Timing is rarely perfect for the business of power delivery. The clean energy produced by the solar panels on your rooftop during the day is of no use when the sun sets, and you turn your lights on. An efficient system to store this energy is not yet on the market. Your surplus solar energy goes back to the grid during the daytime so it can be used right then. Wind power suffers the same problem of variability but in a much more unpredictable fashion: power is only generated when the wind is blowing. The problem of renewable intermittency becomes evident (and quite painful for utilities) when everyone is using electricity, and none is being produced in excess.

In a free market system for electric power, such as California, this imbalance of power supply and demand “Forces the electricity prices on the state’s real-time marketplace to plummet, leading some power-plant operators to shut down until demand catches up with supply later in the day,” as stated by the Press Enterprise article. This is where the waste of sustainable, carbon-free electricity produced by solar and wind occurs—which is equivalent to the lost inventory of a rental car that goes unrented or a hotel room that remains unbooked.

Earlier this year, we wrote that Germany experienced a similar problem last year; clean electricity was being wasted because nobody could use it (Innovative Things Happening in Sustainable Energy). The problem of unused carbon-free power in Germany has been compounded by their Energiewende (“Energy Transition”) plan, which is rapidly transitioning coal and nuclear energy plants. Just last week, the online journal Quartz published an article about “Germany’s aggressive shift away from fossil fuels and nuclear power has pushed the country’s two largest utility companies deep into the red.”

Utilities and Renewable Energy Companies Need to be Allies for Sustainability

According to the Press Enterprise article, the excessive clean power that is wasted will continue to increase unless “changes are made.” The solution they give—to expand the market for surplus sustainable electricity by selling it to neighboring states—does not solve California’s problem of complying with the state’s law of supplying 50% of electricity from renewables by 2030. Furthermore, this “sell-the-excess” solution is just a short-term remedy. California’s neighbors will eventually face the same problem of unused clean electricity that Californians face today as they move to carbon-free production—both through centralized generation by utilities and off-the-grid by consumers.

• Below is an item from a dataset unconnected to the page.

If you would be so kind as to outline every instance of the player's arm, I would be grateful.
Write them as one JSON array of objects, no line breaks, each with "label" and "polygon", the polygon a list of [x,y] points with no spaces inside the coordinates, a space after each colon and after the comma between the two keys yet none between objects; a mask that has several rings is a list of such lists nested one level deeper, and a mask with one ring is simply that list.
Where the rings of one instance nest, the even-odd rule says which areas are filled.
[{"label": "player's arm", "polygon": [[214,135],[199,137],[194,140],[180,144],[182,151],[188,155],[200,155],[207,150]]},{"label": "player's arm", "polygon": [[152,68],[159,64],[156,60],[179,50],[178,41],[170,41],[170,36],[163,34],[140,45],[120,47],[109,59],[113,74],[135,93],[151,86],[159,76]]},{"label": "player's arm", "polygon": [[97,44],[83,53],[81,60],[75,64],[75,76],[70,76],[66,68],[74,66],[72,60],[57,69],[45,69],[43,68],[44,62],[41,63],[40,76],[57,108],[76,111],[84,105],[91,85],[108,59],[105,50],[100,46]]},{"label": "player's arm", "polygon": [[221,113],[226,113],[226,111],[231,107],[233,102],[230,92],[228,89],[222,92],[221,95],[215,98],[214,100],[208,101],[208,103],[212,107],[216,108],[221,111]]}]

Several months ago, we wrote an article (Hydrogen, Wind and Solar: Allies for Sustainable Energy) explaining that the way forward for an industry whose traditional business model of centralized power delivery is under increasing pressure, is to work alongside innovators in off-the-grid clean energy production, including wind, solar and hydrogen. We wrote, “Solar, wind and hydrogen make a powerful triad when it comes to obtaining always-available (24/7), clean, and affordable energy.”

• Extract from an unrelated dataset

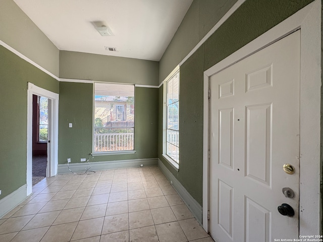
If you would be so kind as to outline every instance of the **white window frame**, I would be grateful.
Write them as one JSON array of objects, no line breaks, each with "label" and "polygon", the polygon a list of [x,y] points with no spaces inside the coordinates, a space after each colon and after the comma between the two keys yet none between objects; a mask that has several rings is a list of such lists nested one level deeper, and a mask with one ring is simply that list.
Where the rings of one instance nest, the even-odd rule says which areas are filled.
[{"label": "white window frame", "polygon": [[179,164],[167,155],[167,82],[177,72],[179,72],[180,67],[177,66],[170,73],[163,81],[163,157],[177,171],[178,171]]},{"label": "white window frame", "polygon": [[[94,110],[95,110],[95,88],[94,85],[95,83],[102,83],[102,82],[94,82],[93,85],[93,115],[92,115],[92,152],[91,154],[92,156],[101,156],[101,155],[119,155],[119,154],[135,154],[136,153],[136,150],[135,150],[135,143],[134,140],[133,143],[133,150],[117,150],[117,151],[95,151],[95,147],[94,147]],[[134,84],[124,84],[123,83],[106,83],[106,84],[118,84],[118,85],[129,85],[134,86],[134,98],[135,95],[135,86]],[[116,108],[117,109],[117,105],[116,105]],[[134,108],[133,109],[134,110]],[[117,112],[116,113],[117,113]],[[135,122],[134,119],[134,122]],[[133,127],[134,129],[134,126]]]}]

We also explored how the issue of power variability posed by solar and wind can be mitigated with Hydrogen 2.0 to help utilities deal with peaks. If both sources feed the same grid, the flow of energy can be maintained at a steady state. Conversely, when demand for electricity is low or weather conditions are excessive, these two sources may generate excess electricity. Rather than being wasted, the energy surplus can be used to produce hydrogen from water, which can then be stored and subsequently used to produce electricity when solar and wind are not available. In this manner, hydrogen perfectly complements renewables by providing a way to “store” excess energy.

A well-coordinated energy sourcing and delivery system would never produce too much of a good thing. We are getting there, and that is positive news for everyone.


Photo courtesy of photographer Christopher Michel.